What do I have to do, beg?

I know that I do a lot of theatre.  I won't apologize for that.  I've worked very hard to fulfill my primary dream of being a (constantly) working actor.  I should have been more specific and asked to be a highly paid working actor.  But baby steps. 

And I know that I am always asking you, my four readers, and others to come to see my shows.  And I am so fortunate to have so many supportive friends who come to so many things.  And if I'm being honest, I probably don't see nearly as much (but I do see everything that I can).  But we have two more shows in this run, and we have like 80 available tickets out of like the 120 that we can seat on those two nights. 

And I'd really like people to see this. 

Here is why it is special:  This is Bill's full length directing debut.  We had a blast working together in crafting this thing, and I'm super proud of him for doing something this good for his first show.

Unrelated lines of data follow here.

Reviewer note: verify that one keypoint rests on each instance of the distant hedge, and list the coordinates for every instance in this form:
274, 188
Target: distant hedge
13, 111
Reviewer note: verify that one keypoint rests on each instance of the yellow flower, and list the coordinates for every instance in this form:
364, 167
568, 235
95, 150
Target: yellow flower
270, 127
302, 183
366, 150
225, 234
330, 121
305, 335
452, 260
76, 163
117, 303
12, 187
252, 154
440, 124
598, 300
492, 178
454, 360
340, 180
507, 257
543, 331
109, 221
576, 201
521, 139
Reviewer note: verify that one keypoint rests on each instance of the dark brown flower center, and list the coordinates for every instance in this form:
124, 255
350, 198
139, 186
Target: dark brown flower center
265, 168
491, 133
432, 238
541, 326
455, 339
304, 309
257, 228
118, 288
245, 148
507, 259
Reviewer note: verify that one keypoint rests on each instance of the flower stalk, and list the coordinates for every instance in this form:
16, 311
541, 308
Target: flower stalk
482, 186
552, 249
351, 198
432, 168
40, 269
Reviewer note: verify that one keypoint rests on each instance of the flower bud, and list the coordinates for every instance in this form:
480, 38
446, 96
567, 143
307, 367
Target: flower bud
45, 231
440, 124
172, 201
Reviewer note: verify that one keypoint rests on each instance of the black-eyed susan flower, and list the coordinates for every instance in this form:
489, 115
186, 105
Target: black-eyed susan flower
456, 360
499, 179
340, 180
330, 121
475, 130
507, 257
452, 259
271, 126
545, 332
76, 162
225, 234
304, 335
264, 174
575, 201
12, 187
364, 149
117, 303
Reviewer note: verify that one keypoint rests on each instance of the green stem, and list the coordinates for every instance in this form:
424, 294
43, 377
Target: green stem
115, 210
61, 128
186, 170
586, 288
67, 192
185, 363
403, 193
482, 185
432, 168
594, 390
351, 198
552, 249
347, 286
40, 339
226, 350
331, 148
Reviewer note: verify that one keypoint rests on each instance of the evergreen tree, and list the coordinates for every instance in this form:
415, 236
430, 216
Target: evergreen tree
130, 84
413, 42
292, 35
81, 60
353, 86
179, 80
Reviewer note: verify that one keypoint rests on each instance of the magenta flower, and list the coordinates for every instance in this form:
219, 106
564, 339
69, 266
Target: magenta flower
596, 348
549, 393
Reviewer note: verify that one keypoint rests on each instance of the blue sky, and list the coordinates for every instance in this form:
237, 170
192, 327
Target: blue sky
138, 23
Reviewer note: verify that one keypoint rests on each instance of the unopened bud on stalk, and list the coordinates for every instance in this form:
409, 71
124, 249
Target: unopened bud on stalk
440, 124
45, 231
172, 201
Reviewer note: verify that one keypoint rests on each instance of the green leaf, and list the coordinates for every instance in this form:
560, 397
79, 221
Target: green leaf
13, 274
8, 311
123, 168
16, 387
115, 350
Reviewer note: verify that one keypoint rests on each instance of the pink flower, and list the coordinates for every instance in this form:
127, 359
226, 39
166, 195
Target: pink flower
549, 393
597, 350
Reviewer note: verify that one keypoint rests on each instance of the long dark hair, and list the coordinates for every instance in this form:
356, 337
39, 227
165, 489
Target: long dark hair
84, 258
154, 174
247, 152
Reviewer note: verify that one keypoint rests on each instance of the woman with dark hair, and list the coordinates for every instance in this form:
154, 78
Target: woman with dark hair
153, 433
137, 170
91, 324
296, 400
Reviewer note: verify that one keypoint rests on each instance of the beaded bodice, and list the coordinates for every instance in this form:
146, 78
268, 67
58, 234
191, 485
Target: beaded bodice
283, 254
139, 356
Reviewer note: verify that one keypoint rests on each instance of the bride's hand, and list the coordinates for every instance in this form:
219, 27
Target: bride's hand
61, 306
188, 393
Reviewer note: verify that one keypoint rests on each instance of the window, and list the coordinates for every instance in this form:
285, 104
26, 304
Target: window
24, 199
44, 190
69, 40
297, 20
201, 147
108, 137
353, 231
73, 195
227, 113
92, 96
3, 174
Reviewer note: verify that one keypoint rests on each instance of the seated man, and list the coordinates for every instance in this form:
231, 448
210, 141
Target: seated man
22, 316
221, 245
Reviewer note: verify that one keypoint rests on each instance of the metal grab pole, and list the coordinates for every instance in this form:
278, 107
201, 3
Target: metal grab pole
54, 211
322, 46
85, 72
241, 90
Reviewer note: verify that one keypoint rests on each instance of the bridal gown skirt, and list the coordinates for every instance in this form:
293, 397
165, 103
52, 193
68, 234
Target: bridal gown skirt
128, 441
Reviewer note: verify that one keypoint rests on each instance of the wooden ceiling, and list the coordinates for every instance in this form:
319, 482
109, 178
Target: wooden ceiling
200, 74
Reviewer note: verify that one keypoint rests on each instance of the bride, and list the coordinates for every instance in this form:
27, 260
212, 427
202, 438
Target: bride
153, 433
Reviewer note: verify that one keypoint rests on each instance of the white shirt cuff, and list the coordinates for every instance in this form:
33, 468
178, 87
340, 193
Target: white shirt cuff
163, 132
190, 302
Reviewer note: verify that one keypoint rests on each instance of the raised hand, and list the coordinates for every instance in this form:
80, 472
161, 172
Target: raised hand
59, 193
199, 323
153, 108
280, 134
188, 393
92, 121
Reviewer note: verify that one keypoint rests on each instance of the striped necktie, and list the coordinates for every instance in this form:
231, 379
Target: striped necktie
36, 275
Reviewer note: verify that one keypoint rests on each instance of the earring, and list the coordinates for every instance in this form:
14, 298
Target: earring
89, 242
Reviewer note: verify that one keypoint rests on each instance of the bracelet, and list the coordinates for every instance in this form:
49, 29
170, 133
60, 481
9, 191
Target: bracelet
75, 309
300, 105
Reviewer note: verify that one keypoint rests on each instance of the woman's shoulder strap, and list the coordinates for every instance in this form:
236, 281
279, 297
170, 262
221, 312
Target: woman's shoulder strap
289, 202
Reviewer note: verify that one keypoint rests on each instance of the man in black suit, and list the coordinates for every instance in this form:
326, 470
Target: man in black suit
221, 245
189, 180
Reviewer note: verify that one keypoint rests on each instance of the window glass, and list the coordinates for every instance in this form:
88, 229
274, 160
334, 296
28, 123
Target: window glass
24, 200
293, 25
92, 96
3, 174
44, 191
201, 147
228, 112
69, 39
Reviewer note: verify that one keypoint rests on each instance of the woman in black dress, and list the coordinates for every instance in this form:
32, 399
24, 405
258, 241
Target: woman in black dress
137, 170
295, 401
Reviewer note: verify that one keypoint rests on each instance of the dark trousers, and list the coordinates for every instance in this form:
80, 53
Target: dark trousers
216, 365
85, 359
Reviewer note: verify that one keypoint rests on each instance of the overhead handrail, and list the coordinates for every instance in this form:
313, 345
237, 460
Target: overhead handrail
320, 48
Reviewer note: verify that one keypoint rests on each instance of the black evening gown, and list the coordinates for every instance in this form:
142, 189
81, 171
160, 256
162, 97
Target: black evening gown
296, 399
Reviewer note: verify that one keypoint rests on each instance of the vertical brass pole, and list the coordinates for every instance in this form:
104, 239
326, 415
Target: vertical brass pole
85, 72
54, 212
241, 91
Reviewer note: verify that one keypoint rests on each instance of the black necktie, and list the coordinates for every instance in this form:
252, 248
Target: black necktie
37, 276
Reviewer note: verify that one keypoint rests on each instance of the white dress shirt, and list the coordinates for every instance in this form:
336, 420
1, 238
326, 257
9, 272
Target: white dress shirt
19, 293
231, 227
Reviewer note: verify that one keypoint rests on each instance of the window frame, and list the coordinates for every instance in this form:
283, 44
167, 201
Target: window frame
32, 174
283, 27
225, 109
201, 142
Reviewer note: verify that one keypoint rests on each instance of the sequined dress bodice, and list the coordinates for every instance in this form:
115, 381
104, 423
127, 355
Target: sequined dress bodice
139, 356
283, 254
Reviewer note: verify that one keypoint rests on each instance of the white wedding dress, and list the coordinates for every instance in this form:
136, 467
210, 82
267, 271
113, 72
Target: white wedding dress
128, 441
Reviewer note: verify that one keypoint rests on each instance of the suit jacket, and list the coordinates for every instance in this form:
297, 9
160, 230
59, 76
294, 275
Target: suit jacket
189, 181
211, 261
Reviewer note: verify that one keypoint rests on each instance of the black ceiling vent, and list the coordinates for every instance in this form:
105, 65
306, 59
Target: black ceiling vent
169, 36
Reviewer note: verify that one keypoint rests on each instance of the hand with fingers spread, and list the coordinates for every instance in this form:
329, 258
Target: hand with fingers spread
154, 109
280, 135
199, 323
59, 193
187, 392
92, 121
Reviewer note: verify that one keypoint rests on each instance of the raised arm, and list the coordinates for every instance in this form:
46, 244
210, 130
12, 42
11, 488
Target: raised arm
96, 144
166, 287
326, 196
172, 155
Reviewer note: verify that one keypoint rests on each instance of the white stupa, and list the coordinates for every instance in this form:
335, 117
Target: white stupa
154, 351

Tara was terrified to do what is essentially a two-hander (although there are three of us, she has at least half the dialogue).  And she's crushing it. It's been such a delight to work with her on this.  I feel like we work really well together and have elevated the script to something really lovely and charming.

Greg is getting to step out of his casting and play a genuine badass, creepy fucker.  Greg is my guy!  I brought him into this family and I cast him in his first romantic lead because I knew he could do it, and I was so happy to see Bill cast him in this.  Because he's a real actor.  He can do anything.  And he is killing this.  My sister-in-law wondered if he really was such a scumbag in real life.  And that's good acting, because he's the best human you can know.

And me?  Well, people have been surprised that I can be charming, likeable, and funny.  Every time I hear these things it is both hurtful and flattering. 

So, there's my pitch. 

Oh, also if you want to come this Wednesday (4/4) I can give you $15 tickets.  Can't help you on Thursday. 

All this being said, I am so grateful for all my friends who have come to the show.  My heart is full.  I am so lucky to have so many wonderful people in my life. 

And I know that there are so many of you that come out to so many things...and I am not trying to make you feel guilty for not being able to make this. 

I'm just hoping that maybe some of you out there with an evening free in the next two nights will get this gentle nudge and come on out. 

You won't be disappointed. 


Comments

  1. It deserves to be seen by more people -- for sure. Proud of you all.